The Influence of Aboriginal Art

In the past, Aboriginal art was only seen by people within the aboriginal culture itself. This was largely due to the fact that the aboriginals were completely isolated as an island-nation. But when European settlers came to the country, all this changed. The people who immigrated to Australia were able to see aboriginal artwork. The paintings they saw, and the ancient stories they heard, had a significant influence on the newcomers.

Australian Culture

The culture of Australia will often reflect the social changes the country is experiencing at the time. In recent years, for example, there has been a push for aboriginal people to be better recognized as Australian citizens. Because of this, there has been a plethora of new plays, films, and music influenced by aboriginal art.

Tourism

The economy of Australia largely relies on tourism, with tourists flocking to Australia for a host of reasons. These include the chance to see ancient aboriginal paintings, many of which still exist today. Tourists can also see modern art made by aboriginal people in the country’s many art galleries.

National Identity

The national identity of Australia is a mix of two different cultures: the aboriginal peoples, and those who have immigrated to the island-nation and their descendants.

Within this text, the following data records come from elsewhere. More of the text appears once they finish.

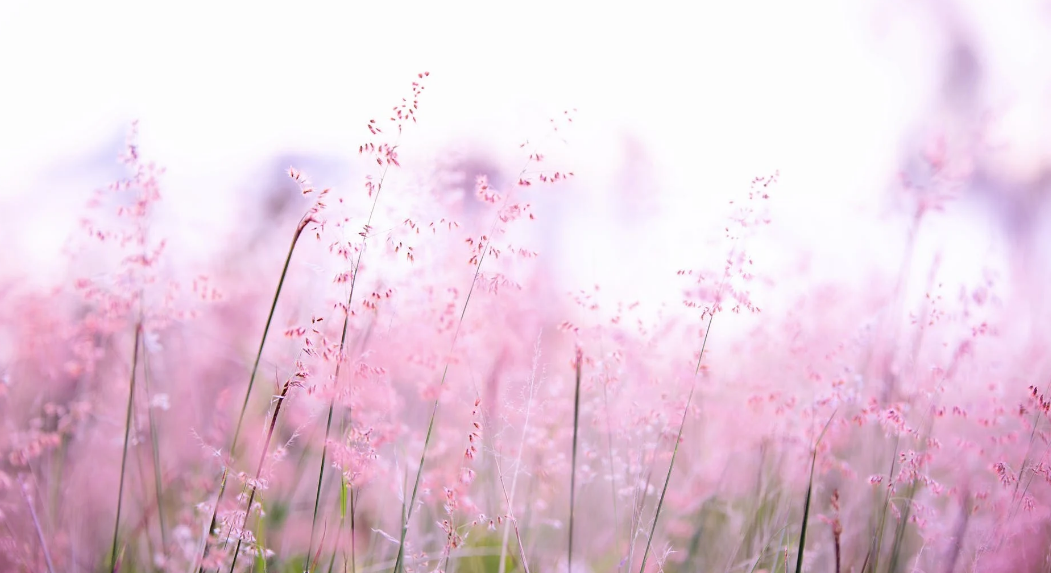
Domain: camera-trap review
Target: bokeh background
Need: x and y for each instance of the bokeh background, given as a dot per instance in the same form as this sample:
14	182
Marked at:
679	108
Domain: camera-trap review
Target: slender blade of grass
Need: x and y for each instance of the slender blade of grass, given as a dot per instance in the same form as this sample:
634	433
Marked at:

The original European settlers brought with them their own ways of making art. But once they arrived in Australia, this was mixed with aboriginal culture, thus creating something new, which can be viewed as the ‘national culture’ of modern Australia.

Outside Australia

Aboriginal culture has also influenced artists overseas. A good example of this is the music album ‘The Dreaming’ by British singer Kate Bush. The album is based on ancient aboriginal tales, and even uses aboriginal instruments, such as the didgeridoo. For people all over the world, aboriginal art is now seen as an intrinsic part of the cultural fabric of modern Australia.